En un an, les friperies sont devenues les coqueluches dans un pays d’Afrique en particulier. En effet, le Kenya s’impose comme le haut lieu incontesté de la fripe sur le continent en 2023.
C’est un phénomène qui dépasse la simple mode pour devenir un véritable enjeu économique et social. Concrètement, en 2023, le pays a englouti pas moins de 198 000 tonnes de vêtements de seconde main, une hausse vertigineuse de 11,5% par rapport à l’année précédente, selon les données du Bureau national des statistiques.
Cette frénésie vestimentaire ne se mesure pas qu’en volume. La facture, elle aussi, s’envole : 26,3 milliards de shillings, soit 182 millions de dollars, ont été déboursés pour ces trésors d’occasion.
Une augmentation de 32% qui témoigne de l’appétit insatiable de ce pays d’Afrique à investir dans les friperies.
Mais au-delà des chiffres, c’est tout un écosystème qui se dessine. Teresia Wairimu, présidente de la Mitumba Consortium Association of Kenya (MCAK), dresse le portrait d’un secteur en pleine effervescence.
« Le nombre de personnes qui se lancent dans cette activité augmente chaque jour. Cela s’explique par le fait que le capital requis est très faible », soutient-elle. Un eldorado accessible qui fait rêver et vivre près de 2 millions de Kényans.
L’État, loin de bouder ce phénomène, y trouve son compte. Une taxe d’importation de 35% ou 0,40 dollar par kilogramme vient remplir les caisses publiques, transformant chaque balle de fripes en manne financière.
Ce succès fulgurant des vêtements d’occasion soulève cependant question.

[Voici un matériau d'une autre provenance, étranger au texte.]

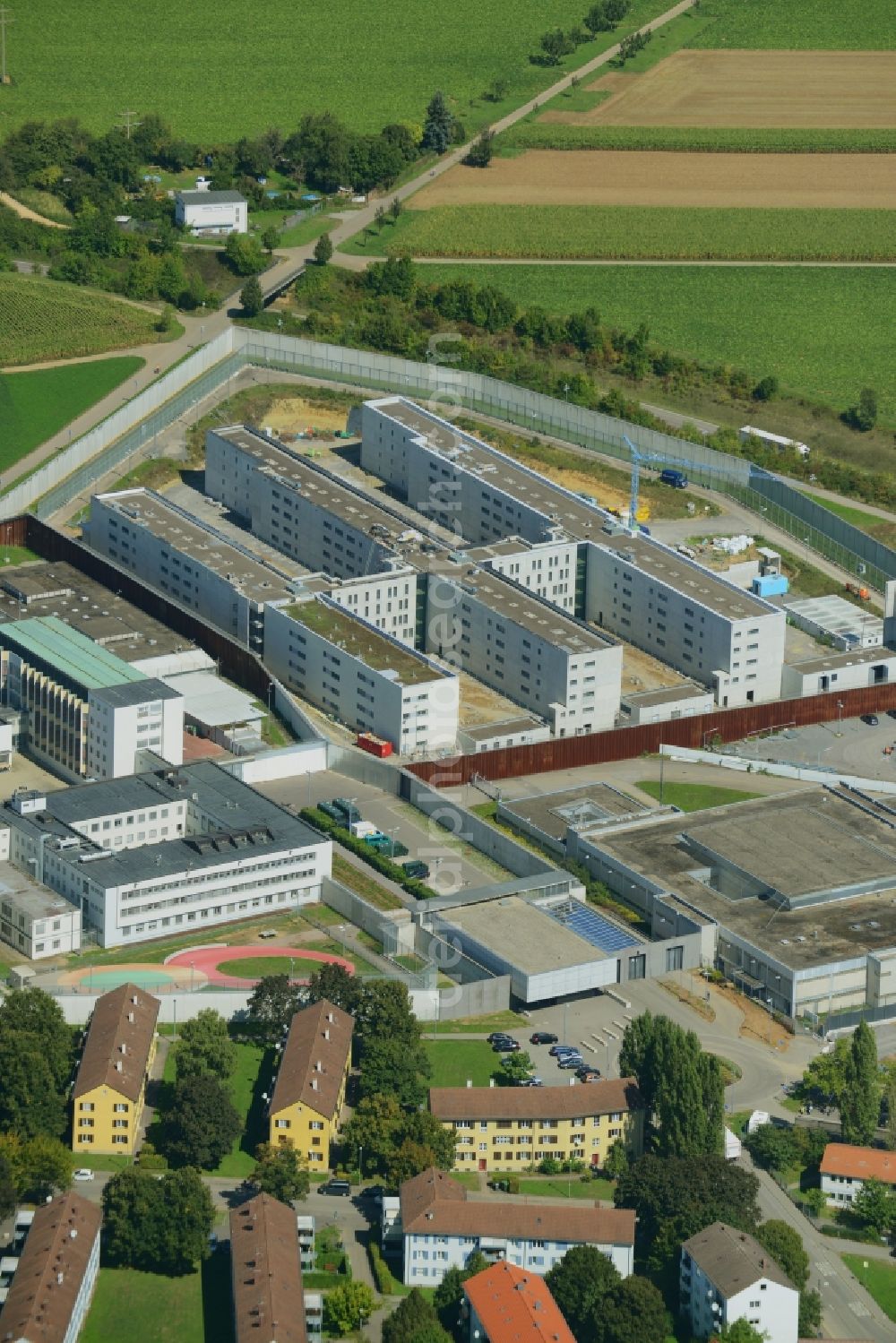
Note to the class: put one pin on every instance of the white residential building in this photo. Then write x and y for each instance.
(209, 212)
(441, 1229)
(726, 1276)
(362, 676)
(167, 850)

Si les prix attractifs font le bonheur des consommateurs et des revendeurs, que devient l’industrie textile locale face à cette concurrence venue d’outre-mer ? Le Kenya, en devenant la capitale africaine de la fripe, trace-t-il la voie d’un nouveau modèle économique ou sacrifie-t-il son industrie sur l’autel de l’importation ?
Dans les rues de Nairobi, entre les étals colorés et l’effervescence des marchés, se joue peut-être l’avenir du textile africain.
Un avenir fait de paradoxes, où l’occasion devient la norme et où chaque t-shirt usé raconte une histoire de mondialisation à l’échelle d’un continent.